Дом искусств
С осени 1886 года жили мы на Большой Дмитровке, в доме Нейдгардта. В те времена московские дома различались не по номерам, а по фамилиям домовладельцев, которые, впрочем, редко писались над воротами. Обычно, чтобы найти нужный дом, приходилось справляться у местных жителей. Это неудобство, однако же, придавало московской жизни своеобразный уют, с которым москвичи не хотели расстаться: вплоть до революции наряду с официальной нумерацией (при которой дом Нейдгардта получил ном. 14) сохранялся обычай звать дома по фамилиям.
Прямо против наших окон приходилось красивое старинное здание, выстроенное в стиле московского ампира. Теперь его уже нет.

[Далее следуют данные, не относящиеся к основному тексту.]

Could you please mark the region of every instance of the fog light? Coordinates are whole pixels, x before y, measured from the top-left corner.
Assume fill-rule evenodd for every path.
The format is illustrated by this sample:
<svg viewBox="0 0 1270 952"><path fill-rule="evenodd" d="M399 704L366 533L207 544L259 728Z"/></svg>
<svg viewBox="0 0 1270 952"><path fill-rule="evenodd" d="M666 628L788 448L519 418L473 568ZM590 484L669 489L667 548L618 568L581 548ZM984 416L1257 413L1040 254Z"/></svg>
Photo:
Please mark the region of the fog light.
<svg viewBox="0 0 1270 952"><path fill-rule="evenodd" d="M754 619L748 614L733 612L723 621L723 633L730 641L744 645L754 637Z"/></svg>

В нем помещалось нечто вроде кафе-шантана, носившего имя «Салон де варьете». По вечерам подъезжали к нему коляски, лихачи, тройки; за освещенными окнами виднелась нарядная публика. Место считалось весьма неприличным, и моей сестре было строго запрещено по вечерам подходить к окну. Я же перед окном в столовой проводил целые часы, то с книгой, то расставляя солдатиков на широком подоконнике, несколько загроможденном горшками с фикусами, филодендронами и другими растениями, бывшими в моде. Всего же чаще я просто глядел на улицу, довольно, впрочем, пустынную: трамвай прошел по Большой Дмитровке много позже, а тогда не было даже конки. Несколько наискосок от нас помещалась пивная, в узкую дверь которой то и дело шмыгали люди в чуйках, рабочие, оборванцы, порою – солдаты с бабами; зимою из двери вырывались клубы занимавшего меня пара. По обеим ее сторонам были синие вывески с пенистыми кружками и надписями: над кружкою «Кружка пива», а внизу – «5 коп.».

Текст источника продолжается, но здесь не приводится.